A couple of "tonal sculptures" by Harry Bertoia are part of this sale. When touched these sculptures made of swaying rods create a resonant sound. Bertoia eventually recorded 11 albums of the haunting sounds of sculpture known as Sonambient during his lifetime. The one shown here is one that was executed circa 1965 and is sold with a packing crate made by Harry Bertoia. It is estimated at $40,000 to $60,000 and a second piece is estimated at $30,000 to $50,000.
A Sam Maloof rocking chair which was executed 1986-89 is made of walnut and white oak with ebony and is signed and sold with the original receipt and a signed copy of his auto biography Sam Maloof Woodworker. Maloof was a furniture designer and woodworker once called "The Hemingway of Hardwood" by People magazine. He also became the first craftsman to receive a MacArthur fellowship. This chair is estimated at $20,000 to $30,000.

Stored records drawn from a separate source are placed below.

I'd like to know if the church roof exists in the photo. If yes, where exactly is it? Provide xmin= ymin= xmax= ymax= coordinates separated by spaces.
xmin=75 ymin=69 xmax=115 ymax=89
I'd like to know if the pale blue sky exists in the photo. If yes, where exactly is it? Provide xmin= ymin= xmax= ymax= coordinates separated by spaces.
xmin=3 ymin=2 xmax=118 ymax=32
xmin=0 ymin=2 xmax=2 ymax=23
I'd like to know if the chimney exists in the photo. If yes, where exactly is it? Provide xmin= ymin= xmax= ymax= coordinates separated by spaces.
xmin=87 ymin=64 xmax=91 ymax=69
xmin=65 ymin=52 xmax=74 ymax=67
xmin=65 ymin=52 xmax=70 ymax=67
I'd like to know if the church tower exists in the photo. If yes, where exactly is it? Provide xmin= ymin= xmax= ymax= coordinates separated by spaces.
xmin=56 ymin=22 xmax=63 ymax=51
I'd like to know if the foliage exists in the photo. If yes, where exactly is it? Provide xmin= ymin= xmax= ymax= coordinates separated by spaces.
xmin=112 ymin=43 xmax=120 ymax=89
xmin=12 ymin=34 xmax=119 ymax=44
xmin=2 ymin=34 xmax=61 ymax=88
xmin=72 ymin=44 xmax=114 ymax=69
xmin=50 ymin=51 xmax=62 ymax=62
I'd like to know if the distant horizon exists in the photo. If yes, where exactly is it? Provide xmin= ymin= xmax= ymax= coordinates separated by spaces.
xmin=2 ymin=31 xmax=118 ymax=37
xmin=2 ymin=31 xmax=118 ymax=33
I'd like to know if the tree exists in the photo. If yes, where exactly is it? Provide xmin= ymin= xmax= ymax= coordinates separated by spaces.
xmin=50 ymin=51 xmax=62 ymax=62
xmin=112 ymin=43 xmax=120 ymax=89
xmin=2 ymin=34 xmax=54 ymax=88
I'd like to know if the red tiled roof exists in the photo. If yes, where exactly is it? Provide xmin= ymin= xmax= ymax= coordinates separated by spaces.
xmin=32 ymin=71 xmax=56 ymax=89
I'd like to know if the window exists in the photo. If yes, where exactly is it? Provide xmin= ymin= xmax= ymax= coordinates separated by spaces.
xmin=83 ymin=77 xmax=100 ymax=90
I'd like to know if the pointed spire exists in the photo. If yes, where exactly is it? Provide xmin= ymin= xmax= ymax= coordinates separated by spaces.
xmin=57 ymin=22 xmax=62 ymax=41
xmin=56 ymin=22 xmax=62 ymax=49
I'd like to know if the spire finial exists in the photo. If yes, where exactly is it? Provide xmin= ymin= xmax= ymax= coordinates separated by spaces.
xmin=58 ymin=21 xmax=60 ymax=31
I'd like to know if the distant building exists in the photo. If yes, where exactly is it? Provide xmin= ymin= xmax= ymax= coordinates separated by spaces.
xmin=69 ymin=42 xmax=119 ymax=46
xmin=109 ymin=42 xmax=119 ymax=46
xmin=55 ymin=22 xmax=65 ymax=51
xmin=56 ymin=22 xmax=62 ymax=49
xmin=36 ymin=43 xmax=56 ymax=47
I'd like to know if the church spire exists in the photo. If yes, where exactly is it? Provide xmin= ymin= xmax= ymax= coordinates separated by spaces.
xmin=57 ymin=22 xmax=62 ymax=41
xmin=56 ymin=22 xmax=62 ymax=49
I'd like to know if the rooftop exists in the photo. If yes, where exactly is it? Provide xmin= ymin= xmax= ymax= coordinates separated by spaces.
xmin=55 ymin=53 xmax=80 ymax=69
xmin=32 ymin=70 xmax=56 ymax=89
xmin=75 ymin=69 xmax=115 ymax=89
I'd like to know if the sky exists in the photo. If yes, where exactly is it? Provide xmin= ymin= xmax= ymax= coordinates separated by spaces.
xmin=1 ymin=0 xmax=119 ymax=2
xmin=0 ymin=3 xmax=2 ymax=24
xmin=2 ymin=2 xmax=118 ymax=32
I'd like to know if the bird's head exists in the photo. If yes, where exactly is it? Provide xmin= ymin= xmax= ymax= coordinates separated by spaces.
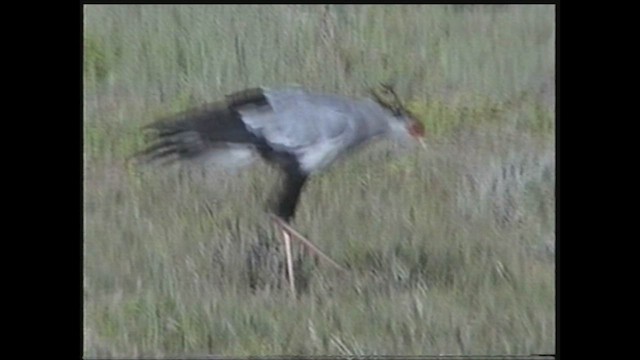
xmin=370 ymin=83 xmax=427 ymax=149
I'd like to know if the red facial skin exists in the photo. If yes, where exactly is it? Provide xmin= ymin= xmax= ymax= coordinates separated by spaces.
xmin=408 ymin=119 xmax=426 ymax=139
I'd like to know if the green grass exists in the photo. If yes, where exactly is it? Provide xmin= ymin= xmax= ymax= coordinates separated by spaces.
xmin=84 ymin=4 xmax=555 ymax=357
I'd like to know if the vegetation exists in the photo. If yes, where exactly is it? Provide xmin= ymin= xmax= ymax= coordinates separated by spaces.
xmin=84 ymin=5 xmax=555 ymax=357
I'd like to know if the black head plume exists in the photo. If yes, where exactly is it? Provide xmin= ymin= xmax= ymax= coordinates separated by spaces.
xmin=369 ymin=82 xmax=406 ymax=116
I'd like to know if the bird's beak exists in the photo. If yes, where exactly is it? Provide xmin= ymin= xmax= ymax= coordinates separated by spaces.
xmin=417 ymin=137 xmax=427 ymax=150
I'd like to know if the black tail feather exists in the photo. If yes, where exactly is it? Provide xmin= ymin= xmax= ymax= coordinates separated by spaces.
xmin=134 ymin=91 xmax=268 ymax=165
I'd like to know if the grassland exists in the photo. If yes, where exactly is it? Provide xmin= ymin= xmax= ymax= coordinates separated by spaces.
xmin=84 ymin=5 xmax=555 ymax=357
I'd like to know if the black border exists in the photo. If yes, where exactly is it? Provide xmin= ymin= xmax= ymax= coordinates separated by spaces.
xmin=79 ymin=3 xmax=561 ymax=359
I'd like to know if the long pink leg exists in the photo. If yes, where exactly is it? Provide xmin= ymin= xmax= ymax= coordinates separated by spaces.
xmin=271 ymin=214 xmax=346 ymax=273
xmin=281 ymin=229 xmax=296 ymax=296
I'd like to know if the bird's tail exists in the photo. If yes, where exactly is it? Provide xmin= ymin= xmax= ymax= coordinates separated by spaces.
xmin=131 ymin=101 xmax=261 ymax=168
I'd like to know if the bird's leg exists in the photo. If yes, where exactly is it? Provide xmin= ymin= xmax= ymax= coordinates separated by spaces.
xmin=271 ymin=214 xmax=346 ymax=272
xmin=272 ymin=170 xmax=308 ymax=291
xmin=270 ymin=169 xmax=345 ymax=295
xmin=281 ymin=228 xmax=296 ymax=296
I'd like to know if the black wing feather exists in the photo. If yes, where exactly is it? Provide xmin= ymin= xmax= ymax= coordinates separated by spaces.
xmin=134 ymin=89 xmax=270 ymax=164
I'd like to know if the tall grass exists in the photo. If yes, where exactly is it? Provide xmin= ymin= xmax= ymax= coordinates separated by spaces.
xmin=84 ymin=5 xmax=555 ymax=357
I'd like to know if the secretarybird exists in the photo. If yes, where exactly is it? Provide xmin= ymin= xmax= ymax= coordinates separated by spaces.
xmin=135 ymin=84 xmax=426 ymax=295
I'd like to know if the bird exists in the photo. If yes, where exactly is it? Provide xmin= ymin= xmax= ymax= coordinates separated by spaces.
xmin=134 ymin=84 xmax=426 ymax=295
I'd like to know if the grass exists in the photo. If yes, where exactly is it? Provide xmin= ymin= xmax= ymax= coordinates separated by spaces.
xmin=84 ymin=4 xmax=555 ymax=357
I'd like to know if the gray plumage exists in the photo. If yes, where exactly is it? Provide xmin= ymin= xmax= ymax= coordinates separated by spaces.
xmin=242 ymin=87 xmax=409 ymax=173
xmin=136 ymin=85 xmax=425 ymax=221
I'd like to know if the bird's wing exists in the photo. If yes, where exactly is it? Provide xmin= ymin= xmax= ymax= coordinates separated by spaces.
xmin=239 ymin=88 xmax=355 ymax=151
xmin=238 ymin=88 xmax=359 ymax=172
xmin=135 ymin=97 xmax=263 ymax=167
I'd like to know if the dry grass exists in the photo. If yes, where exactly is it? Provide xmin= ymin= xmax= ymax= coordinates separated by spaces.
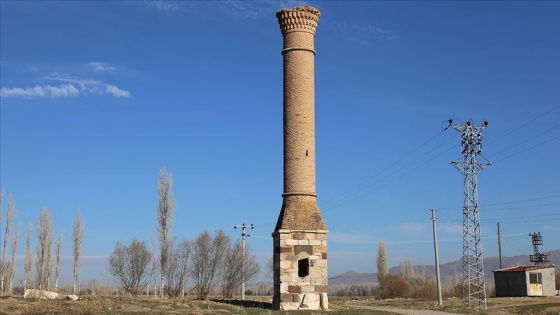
xmin=0 ymin=294 xmax=559 ymax=315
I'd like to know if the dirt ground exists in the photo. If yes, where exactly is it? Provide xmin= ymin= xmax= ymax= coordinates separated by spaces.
xmin=339 ymin=296 xmax=560 ymax=315
xmin=0 ymin=294 xmax=559 ymax=315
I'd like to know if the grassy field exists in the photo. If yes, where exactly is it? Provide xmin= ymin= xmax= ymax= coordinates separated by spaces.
xmin=1 ymin=295 xmax=559 ymax=315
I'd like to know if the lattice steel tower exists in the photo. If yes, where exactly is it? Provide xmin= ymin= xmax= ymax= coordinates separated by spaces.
xmin=446 ymin=119 xmax=491 ymax=310
xmin=529 ymin=232 xmax=550 ymax=265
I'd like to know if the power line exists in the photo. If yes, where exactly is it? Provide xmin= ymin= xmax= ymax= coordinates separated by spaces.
xmin=322 ymin=138 xmax=457 ymax=211
xmin=487 ymin=123 xmax=560 ymax=160
xmin=438 ymin=193 xmax=560 ymax=211
xmin=321 ymin=130 xmax=450 ymax=208
xmin=483 ymin=212 xmax=560 ymax=222
xmin=492 ymin=134 xmax=560 ymax=163
xmin=486 ymin=104 xmax=560 ymax=147
xmin=318 ymin=105 xmax=559 ymax=213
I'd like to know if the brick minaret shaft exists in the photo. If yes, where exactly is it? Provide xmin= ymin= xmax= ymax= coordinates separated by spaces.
xmin=273 ymin=6 xmax=328 ymax=311
xmin=275 ymin=6 xmax=325 ymax=231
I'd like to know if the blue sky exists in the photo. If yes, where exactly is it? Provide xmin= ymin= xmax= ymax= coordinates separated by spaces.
xmin=1 ymin=0 xmax=559 ymax=286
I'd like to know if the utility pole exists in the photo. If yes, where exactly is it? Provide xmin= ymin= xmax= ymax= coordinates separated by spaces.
xmin=445 ymin=119 xmax=491 ymax=310
xmin=497 ymin=222 xmax=502 ymax=269
xmin=234 ymin=223 xmax=254 ymax=301
xmin=431 ymin=209 xmax=443 ymax=306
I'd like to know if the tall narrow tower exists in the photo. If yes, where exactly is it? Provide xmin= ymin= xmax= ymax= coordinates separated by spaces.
xmin=446 ymin=119 xmax=491 ymax=310
xmin=272 ymin=6 xmax=328 ymax=311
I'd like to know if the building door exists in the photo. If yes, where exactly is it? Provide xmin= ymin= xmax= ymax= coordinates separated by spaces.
xmin=528 ymin=273 xmax=543 ymax=296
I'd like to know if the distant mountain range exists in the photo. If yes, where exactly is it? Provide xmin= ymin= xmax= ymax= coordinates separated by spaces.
xmin=328 ymin=250 xmax=560 ymax=286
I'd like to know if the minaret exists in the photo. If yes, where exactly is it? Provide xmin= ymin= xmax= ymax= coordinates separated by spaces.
xmin=272 ymin=6 xmax=328 ymax=311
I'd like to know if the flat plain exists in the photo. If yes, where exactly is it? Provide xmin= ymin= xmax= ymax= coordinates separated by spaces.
xmin=1 ymin=295 xmax=559 ymax=315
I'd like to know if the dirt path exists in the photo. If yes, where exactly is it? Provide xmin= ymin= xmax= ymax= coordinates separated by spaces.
xmin=346 ymin=305 xmax=458 ymax=315
xmin=370 ymin=306 xmax=458 ymax=314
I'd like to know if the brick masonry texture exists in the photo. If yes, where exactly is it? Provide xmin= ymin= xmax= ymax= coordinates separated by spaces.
xmin=273 ymin=6 xmax=328 ymax=311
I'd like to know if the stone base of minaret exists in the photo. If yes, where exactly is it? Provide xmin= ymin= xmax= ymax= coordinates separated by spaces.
xmin=272 ymin=195 xmax=328 ymax=310
xmin=272 ymin=229 xmax=328 ymax=310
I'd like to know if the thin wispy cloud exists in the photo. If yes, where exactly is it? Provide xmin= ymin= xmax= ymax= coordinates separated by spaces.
xmin=142 ymin=1 xmax=309 ymax=21
xmin=88 ymin=62 xmax=118 ymax=73
xmin=0 ymin=84 xmax=80 ymax=98
xmin=329 ymin=251 xmax=374 ymax=261
xmin=439 ymin=223 xmax=463 ymax=234
xmin=1 ymin=77 xmax=130 ymax=99
xmin=219 ymin=1 xmax=313 ymax=20
xmin=542 ymin=225 xmax=559 ymax=232
xmin=144 ymin=0 xmax=182 ymax=12
xmin=25 ymin=64 xmax=40 ymax=72
xmin=218 ymin=0 xmax=272 ymax=20
xmin=329 ymin=231 xmax=377 ymax=244
xmin=398 ymin=222 xmax=430 ymax=233
xmin=324 ymin=20 xmax=395 ymax=45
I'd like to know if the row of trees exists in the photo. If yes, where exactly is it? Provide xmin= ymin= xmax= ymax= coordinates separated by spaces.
xmin=0 ymin=190 xmax=85 ymax=295
xmin=107 ymin=229 xmax=260 ymax=299
xmin=107 ymin=168 xmax=260 ymax=299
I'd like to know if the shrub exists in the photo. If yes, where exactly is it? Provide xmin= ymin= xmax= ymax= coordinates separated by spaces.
xmin=379 ymin=273 xmax=411 ymax=299
xmin=413 ymin=283 xmax=437 ymax=299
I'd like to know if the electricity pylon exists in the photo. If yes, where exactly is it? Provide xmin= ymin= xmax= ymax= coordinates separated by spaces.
xmin=445 ymin=119 xmax=491 ymax=310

Los Angeles Modern Auctions specializes in rarer Eames pieces. Although the business sells examples of the ubiquitous Eames chair with ottoman (including once, one upholstered in pink leather and belonging to a Mary Kay cosmetics saleswoman), they focus on more unusual pieces. This one is a Charles & Ray Eames storage unit Herman Miller, designed 1950. Although it looks relatively simple it's actually composed of hundreds of tiny pieces which scuttled plans for Herman Miller to ship it out as an assembly required piece. Instead it was shipped mostly as a whole unit and pieces were often damaged. Although it's a substantial piece, it sits on comparatively delicate legs. It is estimated at $15,000 to $20,000. An Eames desk is also part of the sale and is listed at $7,000 to $9,000 and would make a lovely companion piece for this one if someone was looking to create a mid-century modern style office.
The sale includes plenty of modern art including Donald Sultan's Mimosa screenprint
estimated at $3,500 - $5,500 shown in the center above. The one that's got me interested however, is the small eyeglasses piece on the lower left, it's a Wayne Thiebaud etching estimated at $7,000 to $9,000.